We begin by building the necessary environment wrappers. Firstly, an info wrapper is built to help log instances when the ego agent succesfully completes an unprotected left turn.

In [None]:
from typing import Any, Dict, Tuple

import gym


class Info(gym.Wrapper):
    def __init__(self, env: gym.Env):
        super(Info, self).__init__(env)

    def step(self, action: Any) -> Tuple[Any, float, bool, Dict[str, Any]]:
        """Steps the environment.
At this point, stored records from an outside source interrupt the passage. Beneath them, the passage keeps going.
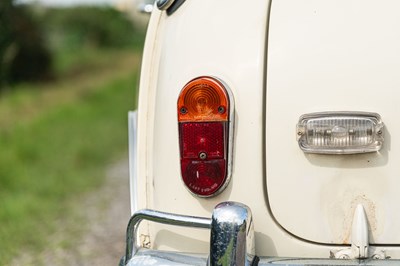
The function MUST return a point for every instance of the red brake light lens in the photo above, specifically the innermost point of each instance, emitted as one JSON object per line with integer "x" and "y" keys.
{"x": 203, "y": 115}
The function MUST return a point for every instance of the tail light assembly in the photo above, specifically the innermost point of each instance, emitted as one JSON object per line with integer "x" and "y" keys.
{"x": 205, "y": 118}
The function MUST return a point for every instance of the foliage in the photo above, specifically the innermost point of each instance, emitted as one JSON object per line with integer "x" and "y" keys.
{"x": 23, "y": 53}
{"x": 88, "y": 26}
{"x": 49, "y": 160}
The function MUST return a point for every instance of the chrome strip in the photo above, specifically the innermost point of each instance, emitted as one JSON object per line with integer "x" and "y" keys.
{"x": 158, "y": 217}
{"x": 232, "y": 235}
{"x": 164, "y": 258}
{"x": 132, "y": 138}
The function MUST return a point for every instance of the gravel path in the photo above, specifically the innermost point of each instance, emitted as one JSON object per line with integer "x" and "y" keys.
{"x": 105, "y": 214}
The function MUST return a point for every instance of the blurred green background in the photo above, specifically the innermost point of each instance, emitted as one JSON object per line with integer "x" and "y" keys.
{"x": 67, "y": 80}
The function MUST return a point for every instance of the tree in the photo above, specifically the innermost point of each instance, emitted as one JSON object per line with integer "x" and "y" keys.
{"x": 23, "y": 54}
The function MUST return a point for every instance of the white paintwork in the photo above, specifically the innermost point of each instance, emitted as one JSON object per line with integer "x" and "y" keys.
{"x": 334, "y": 55}
{"x": 225, "y": 39}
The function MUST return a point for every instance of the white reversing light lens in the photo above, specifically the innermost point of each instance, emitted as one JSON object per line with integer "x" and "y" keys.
{"x": 340, "y": 132}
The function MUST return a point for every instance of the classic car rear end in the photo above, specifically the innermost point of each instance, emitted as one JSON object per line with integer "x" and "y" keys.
{"x": 280, "y": 113}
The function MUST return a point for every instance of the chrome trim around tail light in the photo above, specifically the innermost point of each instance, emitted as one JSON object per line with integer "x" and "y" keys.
{"x": 132, "y": 139}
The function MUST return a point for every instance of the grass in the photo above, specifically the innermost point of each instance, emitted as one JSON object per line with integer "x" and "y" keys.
{"x": 55, "y": 144}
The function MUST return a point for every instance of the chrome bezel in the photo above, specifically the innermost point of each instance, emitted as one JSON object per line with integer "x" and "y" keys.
{"x": 373, "y": 147}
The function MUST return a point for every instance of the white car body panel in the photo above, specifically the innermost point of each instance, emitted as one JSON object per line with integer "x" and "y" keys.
{"x": 336, "y": 55}
{"x": 225, "y": 39}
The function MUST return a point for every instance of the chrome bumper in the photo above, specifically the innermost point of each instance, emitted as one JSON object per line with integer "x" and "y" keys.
{"x": 232, "y": 242}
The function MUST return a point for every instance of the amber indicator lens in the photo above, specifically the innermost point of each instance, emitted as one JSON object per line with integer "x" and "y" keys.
{"x": 203, "y": 99}
{"x": 203, "y": 115}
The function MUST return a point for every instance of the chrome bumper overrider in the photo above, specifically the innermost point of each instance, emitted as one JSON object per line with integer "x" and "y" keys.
{"x": 232, "y": 241}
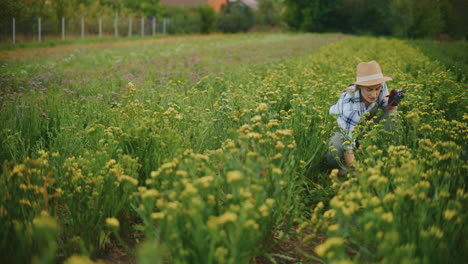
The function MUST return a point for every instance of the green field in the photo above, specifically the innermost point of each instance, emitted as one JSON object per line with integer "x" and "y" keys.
{"x": 209, "y": 149}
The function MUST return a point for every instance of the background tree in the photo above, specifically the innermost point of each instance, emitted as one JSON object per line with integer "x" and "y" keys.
{"x": 207, "y": 17}
{"x": 235, "y": 17}
{"x": 270, "y": 12}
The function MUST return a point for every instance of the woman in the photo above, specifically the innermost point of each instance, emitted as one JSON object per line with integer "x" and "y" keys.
{"x": 366, "y": 95}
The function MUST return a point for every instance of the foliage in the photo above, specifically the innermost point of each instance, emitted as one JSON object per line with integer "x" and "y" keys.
{"x": 402, "y": 18}
{"x": 404, "y": 202}
{"x": 212, "y": 147}
{"x": 269, "y": 12}
{"x": 176, "y": 138}
{"x": 207, "y": 17}
{"x": 235, "y": 17}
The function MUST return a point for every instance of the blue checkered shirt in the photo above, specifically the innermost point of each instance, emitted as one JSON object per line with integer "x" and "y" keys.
{"x": 350, "y": 108}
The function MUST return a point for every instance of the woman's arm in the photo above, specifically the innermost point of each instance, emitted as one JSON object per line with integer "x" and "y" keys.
{"x": 349, "y": 158}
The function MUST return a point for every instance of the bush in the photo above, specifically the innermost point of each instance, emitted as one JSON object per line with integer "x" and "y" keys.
{"x": 235, "y": 17}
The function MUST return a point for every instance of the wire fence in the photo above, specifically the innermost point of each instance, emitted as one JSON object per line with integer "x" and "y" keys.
{"x": 41, "y": 30}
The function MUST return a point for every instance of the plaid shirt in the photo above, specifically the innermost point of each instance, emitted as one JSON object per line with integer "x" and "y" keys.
{"x": 350, "y": 108}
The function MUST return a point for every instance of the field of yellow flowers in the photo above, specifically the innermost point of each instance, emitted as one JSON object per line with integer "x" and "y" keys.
{"x": 209, "y": 150}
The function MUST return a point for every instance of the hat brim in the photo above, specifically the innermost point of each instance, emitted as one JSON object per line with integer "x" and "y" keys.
{"x": 374, "y": 82}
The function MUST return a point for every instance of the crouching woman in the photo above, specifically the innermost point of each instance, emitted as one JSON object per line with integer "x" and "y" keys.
{"x": 366, "y": 95}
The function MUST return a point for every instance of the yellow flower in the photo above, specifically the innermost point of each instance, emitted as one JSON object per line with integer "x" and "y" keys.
{"x": 388, "y": 217}
{"x": 251, "y": 223}
{"x": 262, "y": 107}
{"x": 157, "y": 215}
{"x": 256, "y": 119}
{"x": 449, "y": 214}
{"x": 234, "y": 176}
{"x": 152, "y": 193}
{"x": 279, "y": 145}
{"x": 112, "y": 222}
{"x": 227, "y": 217}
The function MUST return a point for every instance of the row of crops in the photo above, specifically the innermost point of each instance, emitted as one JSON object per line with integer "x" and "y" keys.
{"x": 209, "y": 150}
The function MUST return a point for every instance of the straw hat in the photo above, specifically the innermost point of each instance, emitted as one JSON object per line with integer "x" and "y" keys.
{"x": 369, "y": 73}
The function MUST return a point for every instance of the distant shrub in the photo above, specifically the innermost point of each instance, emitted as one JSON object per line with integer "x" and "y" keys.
{"x": 207, "y": 18}
{"x": 235, "y": 17}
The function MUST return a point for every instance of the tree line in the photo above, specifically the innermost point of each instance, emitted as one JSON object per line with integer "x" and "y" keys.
{"x": 401, "y": 18}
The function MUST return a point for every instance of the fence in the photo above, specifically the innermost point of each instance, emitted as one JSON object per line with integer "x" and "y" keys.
{"x": 65, "y": 29}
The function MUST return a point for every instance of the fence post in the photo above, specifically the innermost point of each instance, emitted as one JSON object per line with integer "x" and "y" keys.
{"x": 130, "y": 26}
{"x": 39, "y": 33}
{"x": 63, "y": 28}
{"x": 14, "y": 33}
{"x": 116, "y": 25}
{"x": 82, "y": 28}
{"x": 100, "y": 27}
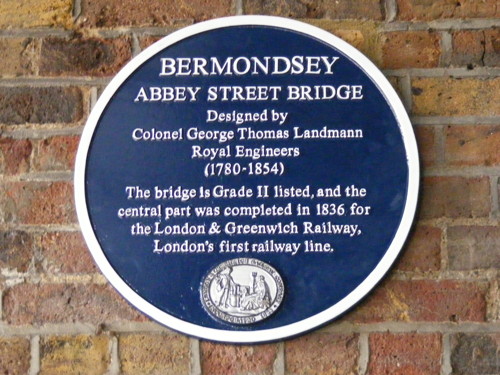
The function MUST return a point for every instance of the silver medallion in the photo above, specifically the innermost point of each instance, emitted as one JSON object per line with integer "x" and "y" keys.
{"x": 242, "y": 291}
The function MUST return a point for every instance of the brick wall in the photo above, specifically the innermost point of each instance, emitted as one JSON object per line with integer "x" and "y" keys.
{"x": 438, "y": 311}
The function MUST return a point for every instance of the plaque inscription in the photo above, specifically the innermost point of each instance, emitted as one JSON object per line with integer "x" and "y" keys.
{"x": 247, "y": 179}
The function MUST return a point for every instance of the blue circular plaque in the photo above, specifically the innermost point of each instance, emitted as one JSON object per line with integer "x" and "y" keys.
{"x": 247, "y": 179}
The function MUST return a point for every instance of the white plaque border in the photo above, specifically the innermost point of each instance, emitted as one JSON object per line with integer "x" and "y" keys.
{"x": 291, "y": 329}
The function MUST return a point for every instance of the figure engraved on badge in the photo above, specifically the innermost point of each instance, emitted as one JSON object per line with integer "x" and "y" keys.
{"x": 242, "y": 291}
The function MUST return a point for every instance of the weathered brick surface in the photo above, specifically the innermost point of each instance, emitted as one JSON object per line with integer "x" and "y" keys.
{"x": 472, "y": 247}
{"x": 455, "y": 97}
{"x": 83, "y": 56}
{"x": 39, "y": 105}
{"x": 443, "y": 9}
{"x": 56, "y": 153}
{"x": 65, "y": 303}
{"x": 427, "y": 145}
{"x": 106, "y": 13}
{"x": 424, "y": 301}
{"x": 356, "y": 9}
{"x": 322, "y": 354}
{"x": 476, "y": 354}
{"x": 472, "y": 145}
{"x": 14, "y": 356}
{"x": 364, "y": 35}
{"x": 411, "y": 49}
{"x": 154, "y": 354}
{"x": 19, "y": 56}
{"x": 16, "y": 250}
{"x": 221, "y": 359}
{"x": 37, "y": 203}
{"x": 405, "y": 354}
{"x": 481, "y": 48}
{"x": 35, "y": 13}
{"x": 422, "y": 251}
{"x": 82, "y": 354}
{"x": 284, "y": 8}
{"x": 454, "y": 197}
{"x": 15, "y": 155}
{"x": 65, "y": 252}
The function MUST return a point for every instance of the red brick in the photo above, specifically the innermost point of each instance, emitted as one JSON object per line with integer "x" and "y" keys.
{"x": 15, "y": 155}
{"x": 455, "y": 197}
{"x": 19, "y": 57}
{"x": 472, "y": 247}
{"x": 37, "y": 203}
{"x": 113, "y": 13}
{"x": 16, "y": 250}
{"x": 427, "y": 145}
{"x": 82, "y": 354}
{"x": 322, "y": 354}
{"x": 405, "y": 354}
{"x": 411, "y": 49}
{"x": 473, "y": 145}
{"x": 455, "y": 97}
{"x": 66, "y": 252}
{"x": 14, "y": 356}
{"x": 40, "y": 105}
{"x": 422, "y": 251}
{"x": 56, "y": 153}
{"x": 65, "y": 303}
{"x": 154, "y": 354}
{"x": 220, "y": 359}
{"x": 475, "y": 353}
{"x": 83, "y": 56}
{"x": 423, "y": 301}
{"x": 443, "y": 9}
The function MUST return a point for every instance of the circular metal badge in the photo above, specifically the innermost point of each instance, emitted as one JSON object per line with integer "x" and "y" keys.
{"x": 242, "y": 291}
{"x": 247, "y": 179}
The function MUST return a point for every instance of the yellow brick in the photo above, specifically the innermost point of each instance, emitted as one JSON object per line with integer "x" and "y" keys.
{"x": 35, "y": 13}
{"x": 363, "y": 35}
{"x": 456, "y": 97}
{"x": 69, "y": 355}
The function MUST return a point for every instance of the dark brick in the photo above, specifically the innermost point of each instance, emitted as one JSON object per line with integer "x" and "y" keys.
{"x": 405, "y": 354}
{"x": 39, "y": 105}
{"x": 475, "y": 354}
{"x": 16, "y": 250}
{"x": 66, "y": 252}
{"x": 19, "y": 57}
{"x": 14, "y": 356}
{"x": 65, "y": 303}
{"x": 113, "y": 13}
{"x": 15, "y": 155}
{"x": 322, "y": 354}
{"x": 84, "y": 56}
{"x": 472, "y": 247}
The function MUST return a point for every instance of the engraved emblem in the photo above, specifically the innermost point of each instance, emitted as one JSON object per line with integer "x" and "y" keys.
{"x": 242, "y": 291}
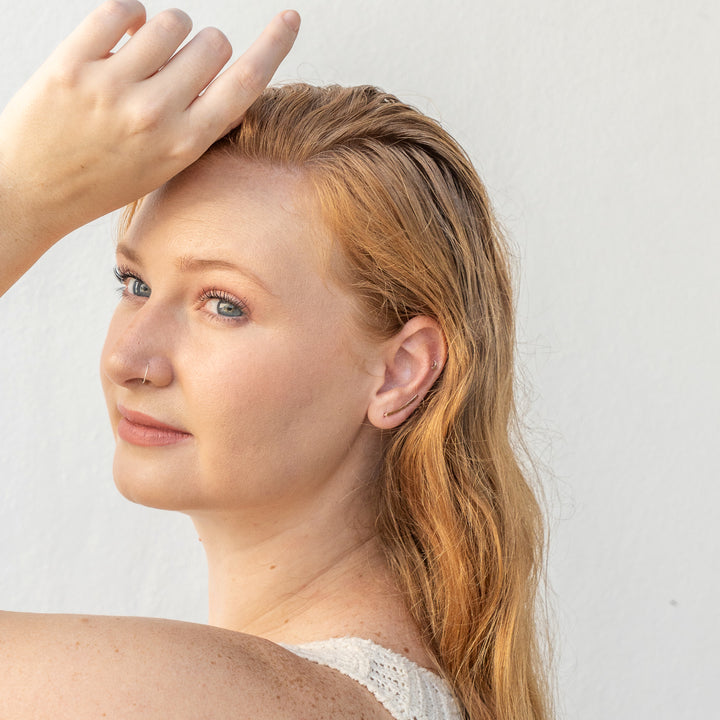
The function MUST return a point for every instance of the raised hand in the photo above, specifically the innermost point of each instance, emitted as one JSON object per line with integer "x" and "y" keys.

A new "is_success" key is added to the
        returned `info`.

        Args:
            action (Any): Action for the agent.

        Returns:
            Tuple[ Any, float, bool, Dict[str, Any] ]:
                Observation, reward, done, and info, for the agent is returned.
        """
        obs, reward, done, info = self.env.step(action)
        info["is_success"] = bool(info["score"])

        return obs, reward, done, info

The `intersection-v0` environment has a continuous action space of `gym.spaces.Box(low=-1.0, high=1.0, shape=(3,), dtype=np.float32)` described by
+ Throttle: [0,1]
+ Brake: [0,1]
+ Steering: [-1,1]

In order to build a simple reinforcement learning policy, we discretise the action space using an action wrapper.

In [None]:
from typing import Callable, Tuple

import gym
import numpy as np


class Action(gym.ActionWrapper):
    def __init__(self, env: gym.Env):
        super().__init__(env)
        self._wrapper, self.action_space = _discrete()

    def action(self, action):
        """Adapts the action input to the wrapped environment.

        Note: Users should not directly call this method.
        """
        wrapped_act = self._wrapper(action)
        return wrapped_act


def _discrete() -> Tuple[Callable[[int], np.ndarray], gym.Space]:
    space = gym.spaces.Discrete(n=4)

    action_map = {
        # key: [throttle, brake, steering]
        0: [0.3, 0, 0],  # keep_direction
        1: [0, 1, 0],  # slow_down
        2: [0.3, 0, -0.5],  # turn_left
        3: [0.3, 0, 0.5],  # turn_right
    }

    def wrapper(model_action: int) -> np.ndarray:
        throttle, brake, steering = action_map[model_action]
        return np.array([throttle, brake, steering], dtype=np.float32)

    return wrapper, space

Next, we define the rewards using a reward wrapper. The agent is rewarded based on the distance travelled (in meters) per step and is penalised when it collides, goes off-road, goes off-route, goes wrong-way, or drives on the road shoulder.

In [None]:
from typing import Dict

import gym
import numpy as np


class Reward(gym.Wrapper):
    def __init__(self, env: gym.Env):
        super().__init__(env)

    def reset(self, **kwargs):
        return self.env.reset(**kwargs)

    def step(self, action):
        """Adapts the wrapped environment's step.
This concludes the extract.